Background: Cow’s milk protein allergy (CMPA) is the most common food allergy in early childhood. In most children CMPA resolves by age 5 or 6; however, if not treated correctly can provoke nutritional deficiency resulting in poor growth. Management consists of excluding cow’s milk from the diet, with hypoallergenic formulas (or non-dairy alternatives) being introduced to meet nutritional requirements. Objectives: To compare the cost-effectiveness of hypoallergenic formulas in reducing allergic manifestations and promoting immune tolerance in infants with immunoglobulin E (IgE)-mediated symptoms of CMPA. Methods: A trial-based decision analytic cohort model was developed to simulate the occurrence of urticaria, eczema, asthma, rhinoconjunctivitis, or being symptom-free in infants with CMPA in the United Kingdom.
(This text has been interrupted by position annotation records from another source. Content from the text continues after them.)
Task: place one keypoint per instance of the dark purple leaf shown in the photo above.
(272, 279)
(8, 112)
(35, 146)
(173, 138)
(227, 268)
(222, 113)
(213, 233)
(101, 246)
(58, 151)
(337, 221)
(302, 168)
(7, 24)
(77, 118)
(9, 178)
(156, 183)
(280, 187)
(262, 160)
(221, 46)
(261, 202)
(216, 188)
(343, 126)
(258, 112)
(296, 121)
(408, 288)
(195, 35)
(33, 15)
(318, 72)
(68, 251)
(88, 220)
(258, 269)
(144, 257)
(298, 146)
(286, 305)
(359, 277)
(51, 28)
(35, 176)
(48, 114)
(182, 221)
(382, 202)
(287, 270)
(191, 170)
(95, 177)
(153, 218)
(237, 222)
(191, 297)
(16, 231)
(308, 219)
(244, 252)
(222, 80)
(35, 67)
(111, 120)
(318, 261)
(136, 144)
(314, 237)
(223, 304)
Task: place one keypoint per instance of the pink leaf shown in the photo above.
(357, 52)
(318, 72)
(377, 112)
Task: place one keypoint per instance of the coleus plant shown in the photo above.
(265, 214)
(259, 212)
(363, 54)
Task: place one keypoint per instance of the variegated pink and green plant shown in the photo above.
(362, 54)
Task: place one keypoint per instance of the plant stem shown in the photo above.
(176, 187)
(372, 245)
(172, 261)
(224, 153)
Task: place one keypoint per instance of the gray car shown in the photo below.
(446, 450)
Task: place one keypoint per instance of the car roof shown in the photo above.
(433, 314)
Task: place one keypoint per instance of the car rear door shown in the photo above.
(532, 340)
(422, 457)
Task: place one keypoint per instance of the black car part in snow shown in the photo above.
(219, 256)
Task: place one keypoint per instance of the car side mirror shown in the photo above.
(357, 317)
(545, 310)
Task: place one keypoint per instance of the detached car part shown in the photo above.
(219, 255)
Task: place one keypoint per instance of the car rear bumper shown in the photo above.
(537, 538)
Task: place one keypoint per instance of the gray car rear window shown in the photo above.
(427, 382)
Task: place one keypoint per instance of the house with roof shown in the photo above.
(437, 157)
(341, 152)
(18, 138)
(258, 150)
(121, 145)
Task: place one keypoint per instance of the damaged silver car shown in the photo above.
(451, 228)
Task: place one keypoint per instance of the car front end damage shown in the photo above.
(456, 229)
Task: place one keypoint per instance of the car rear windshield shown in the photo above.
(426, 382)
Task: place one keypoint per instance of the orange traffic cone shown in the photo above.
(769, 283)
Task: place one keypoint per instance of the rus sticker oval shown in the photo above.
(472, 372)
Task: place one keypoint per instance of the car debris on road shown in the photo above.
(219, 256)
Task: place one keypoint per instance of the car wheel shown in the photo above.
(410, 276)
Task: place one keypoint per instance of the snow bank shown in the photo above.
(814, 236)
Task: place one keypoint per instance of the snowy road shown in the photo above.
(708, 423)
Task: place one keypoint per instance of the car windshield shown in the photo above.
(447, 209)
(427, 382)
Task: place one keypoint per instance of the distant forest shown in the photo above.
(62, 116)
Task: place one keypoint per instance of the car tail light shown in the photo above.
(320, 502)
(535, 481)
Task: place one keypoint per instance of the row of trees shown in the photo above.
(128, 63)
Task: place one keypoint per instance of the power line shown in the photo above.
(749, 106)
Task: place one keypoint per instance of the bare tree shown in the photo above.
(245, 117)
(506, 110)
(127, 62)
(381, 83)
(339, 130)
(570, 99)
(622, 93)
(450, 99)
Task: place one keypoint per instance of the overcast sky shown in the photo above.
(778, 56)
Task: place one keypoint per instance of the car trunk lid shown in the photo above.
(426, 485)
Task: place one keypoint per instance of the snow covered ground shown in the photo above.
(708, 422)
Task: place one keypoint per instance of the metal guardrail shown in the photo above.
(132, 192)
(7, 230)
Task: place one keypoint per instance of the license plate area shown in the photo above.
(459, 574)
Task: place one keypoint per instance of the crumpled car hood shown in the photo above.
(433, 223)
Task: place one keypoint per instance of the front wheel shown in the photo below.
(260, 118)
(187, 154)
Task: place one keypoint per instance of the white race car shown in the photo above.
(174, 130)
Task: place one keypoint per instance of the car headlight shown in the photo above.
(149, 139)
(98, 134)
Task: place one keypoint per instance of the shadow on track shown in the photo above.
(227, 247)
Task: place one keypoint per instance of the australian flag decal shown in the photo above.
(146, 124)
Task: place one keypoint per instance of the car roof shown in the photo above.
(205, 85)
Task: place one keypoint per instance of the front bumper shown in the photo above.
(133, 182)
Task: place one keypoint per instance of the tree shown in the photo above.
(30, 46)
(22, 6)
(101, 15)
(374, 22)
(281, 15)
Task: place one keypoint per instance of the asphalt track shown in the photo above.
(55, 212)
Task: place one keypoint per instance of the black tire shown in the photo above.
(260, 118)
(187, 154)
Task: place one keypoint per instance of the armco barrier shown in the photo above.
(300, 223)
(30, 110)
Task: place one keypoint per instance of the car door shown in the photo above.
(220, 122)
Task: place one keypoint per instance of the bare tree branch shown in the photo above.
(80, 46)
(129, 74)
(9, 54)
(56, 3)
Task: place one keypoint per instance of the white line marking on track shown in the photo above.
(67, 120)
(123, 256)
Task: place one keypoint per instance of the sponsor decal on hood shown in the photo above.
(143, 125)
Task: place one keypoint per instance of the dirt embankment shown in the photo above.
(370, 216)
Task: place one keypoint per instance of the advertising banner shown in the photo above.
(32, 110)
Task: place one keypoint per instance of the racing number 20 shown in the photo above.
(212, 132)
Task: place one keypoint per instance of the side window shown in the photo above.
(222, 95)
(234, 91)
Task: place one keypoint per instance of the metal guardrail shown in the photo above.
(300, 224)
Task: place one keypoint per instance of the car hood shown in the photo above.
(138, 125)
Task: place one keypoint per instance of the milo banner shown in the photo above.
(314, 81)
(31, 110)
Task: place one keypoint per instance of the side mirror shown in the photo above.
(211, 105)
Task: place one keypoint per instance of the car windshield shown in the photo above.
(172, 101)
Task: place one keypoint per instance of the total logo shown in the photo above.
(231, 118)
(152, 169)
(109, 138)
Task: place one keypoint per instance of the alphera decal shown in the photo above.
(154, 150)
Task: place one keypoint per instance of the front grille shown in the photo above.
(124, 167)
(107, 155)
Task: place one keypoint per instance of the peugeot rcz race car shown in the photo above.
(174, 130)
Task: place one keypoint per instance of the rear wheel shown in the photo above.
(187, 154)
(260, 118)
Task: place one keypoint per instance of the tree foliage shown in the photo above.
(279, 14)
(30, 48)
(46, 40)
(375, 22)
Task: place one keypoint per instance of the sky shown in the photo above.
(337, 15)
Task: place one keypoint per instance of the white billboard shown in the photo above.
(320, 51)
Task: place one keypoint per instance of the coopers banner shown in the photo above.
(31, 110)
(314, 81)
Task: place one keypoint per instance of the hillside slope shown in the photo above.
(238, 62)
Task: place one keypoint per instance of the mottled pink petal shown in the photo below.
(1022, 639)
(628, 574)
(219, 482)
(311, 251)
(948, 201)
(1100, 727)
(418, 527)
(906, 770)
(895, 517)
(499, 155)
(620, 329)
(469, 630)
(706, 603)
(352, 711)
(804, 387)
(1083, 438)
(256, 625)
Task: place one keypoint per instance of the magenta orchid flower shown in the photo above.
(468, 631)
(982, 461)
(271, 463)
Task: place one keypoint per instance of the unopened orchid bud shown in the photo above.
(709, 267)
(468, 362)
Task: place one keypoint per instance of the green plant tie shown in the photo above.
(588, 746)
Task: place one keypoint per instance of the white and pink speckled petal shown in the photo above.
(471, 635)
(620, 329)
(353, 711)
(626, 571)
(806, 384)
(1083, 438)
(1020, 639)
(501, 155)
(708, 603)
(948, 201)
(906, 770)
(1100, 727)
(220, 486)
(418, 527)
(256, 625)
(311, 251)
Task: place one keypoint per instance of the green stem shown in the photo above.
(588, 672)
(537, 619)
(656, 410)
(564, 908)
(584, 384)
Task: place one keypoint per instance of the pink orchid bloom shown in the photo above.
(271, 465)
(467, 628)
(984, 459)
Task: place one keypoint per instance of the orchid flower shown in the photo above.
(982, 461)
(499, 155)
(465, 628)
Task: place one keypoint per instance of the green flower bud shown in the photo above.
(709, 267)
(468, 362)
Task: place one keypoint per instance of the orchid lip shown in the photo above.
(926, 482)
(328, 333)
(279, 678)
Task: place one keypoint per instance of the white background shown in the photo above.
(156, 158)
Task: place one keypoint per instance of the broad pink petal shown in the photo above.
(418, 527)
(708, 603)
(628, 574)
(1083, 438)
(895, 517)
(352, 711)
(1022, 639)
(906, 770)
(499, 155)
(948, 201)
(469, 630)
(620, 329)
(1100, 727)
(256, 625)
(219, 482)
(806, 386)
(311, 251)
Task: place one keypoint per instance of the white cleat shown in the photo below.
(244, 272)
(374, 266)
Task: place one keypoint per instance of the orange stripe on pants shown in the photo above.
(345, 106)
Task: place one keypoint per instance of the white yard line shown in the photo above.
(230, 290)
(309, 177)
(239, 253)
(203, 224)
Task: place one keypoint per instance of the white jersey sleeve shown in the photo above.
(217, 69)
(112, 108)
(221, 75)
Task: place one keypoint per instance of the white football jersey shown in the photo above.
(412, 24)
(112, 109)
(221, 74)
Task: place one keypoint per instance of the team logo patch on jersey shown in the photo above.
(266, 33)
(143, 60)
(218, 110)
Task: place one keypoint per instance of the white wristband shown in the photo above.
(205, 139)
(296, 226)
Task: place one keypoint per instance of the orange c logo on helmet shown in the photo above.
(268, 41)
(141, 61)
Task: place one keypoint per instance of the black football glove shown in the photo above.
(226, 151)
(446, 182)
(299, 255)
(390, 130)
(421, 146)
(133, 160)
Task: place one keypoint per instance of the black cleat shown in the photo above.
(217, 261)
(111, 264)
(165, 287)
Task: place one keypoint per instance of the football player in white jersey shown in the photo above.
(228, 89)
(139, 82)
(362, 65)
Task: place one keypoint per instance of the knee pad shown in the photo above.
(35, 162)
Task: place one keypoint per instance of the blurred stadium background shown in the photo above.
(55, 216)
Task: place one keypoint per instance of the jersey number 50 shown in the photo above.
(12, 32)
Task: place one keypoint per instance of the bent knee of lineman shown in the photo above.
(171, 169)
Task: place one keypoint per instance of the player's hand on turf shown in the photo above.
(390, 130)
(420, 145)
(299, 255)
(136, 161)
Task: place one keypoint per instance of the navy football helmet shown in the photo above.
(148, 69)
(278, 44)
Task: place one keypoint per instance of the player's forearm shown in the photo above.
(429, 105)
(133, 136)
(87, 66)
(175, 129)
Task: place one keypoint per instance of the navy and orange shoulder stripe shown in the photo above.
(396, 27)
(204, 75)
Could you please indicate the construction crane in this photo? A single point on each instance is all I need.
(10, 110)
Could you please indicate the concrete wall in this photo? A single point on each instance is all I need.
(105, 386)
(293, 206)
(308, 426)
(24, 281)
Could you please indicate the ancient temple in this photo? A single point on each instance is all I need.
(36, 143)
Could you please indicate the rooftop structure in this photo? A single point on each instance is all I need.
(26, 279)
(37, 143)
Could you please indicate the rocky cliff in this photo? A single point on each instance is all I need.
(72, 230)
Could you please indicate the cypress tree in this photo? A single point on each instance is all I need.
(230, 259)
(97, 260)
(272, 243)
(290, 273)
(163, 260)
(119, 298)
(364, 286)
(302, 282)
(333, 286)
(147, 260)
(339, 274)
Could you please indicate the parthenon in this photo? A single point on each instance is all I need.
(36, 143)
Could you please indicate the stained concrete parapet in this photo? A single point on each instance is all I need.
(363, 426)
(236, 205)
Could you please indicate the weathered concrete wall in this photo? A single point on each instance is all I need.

Amino acid-based formula (AAF), extensively hydrolysed casein formula containing Lactobacillus rhamnosus Gorbach Goldin (EHCF+LGG), extensively hydrolysed whey formula (EHWF), and soy formula (SF) were compared using the National Health Service (NHS) perspective, 3-year time horizon and 3.5% discount rate for cost and health consequences. Hypoallergenic formulas comparative efficacy was sourced from a prospective cohort study. Resources required to manage allergic symptoms were sourced from published literature, validated by a UK clinician, and applied to UK cost resources. Results were reported as cost per additional child free from allergic manifestations at 3 years and cost per additional immune tolerant child at 3 years. Results: In the base case, infants receiving EHCF+LGG were associated with lower NHS resource use and improved CMPA tolerance. Over the 3-year treatment period, savings of £119, £476, and £1094 were achieved with EHCF+LGG compared to SF, EHWF and AAF, respectively. Infant formula accounted for the largest proportion of resource consumption averaging 44% for all comparators, with a minimum of 31% for SF and a maximum of 53% for AAF over 3 years. General practitioners’ visits constituted the second highest cost component, approximately 17% of total costs across comparators. The results were robust to deterministic and probabilistic sensitivity analyses. Conclusions: Compared to AAF, SF, and EHWF hypoallergenic formulas, EHCF+LGG was the most cost-effective, associated with lower total costs and contributing to a higher proportion of children being symptom-free and developing immune tolerance 3-years after diagnosis.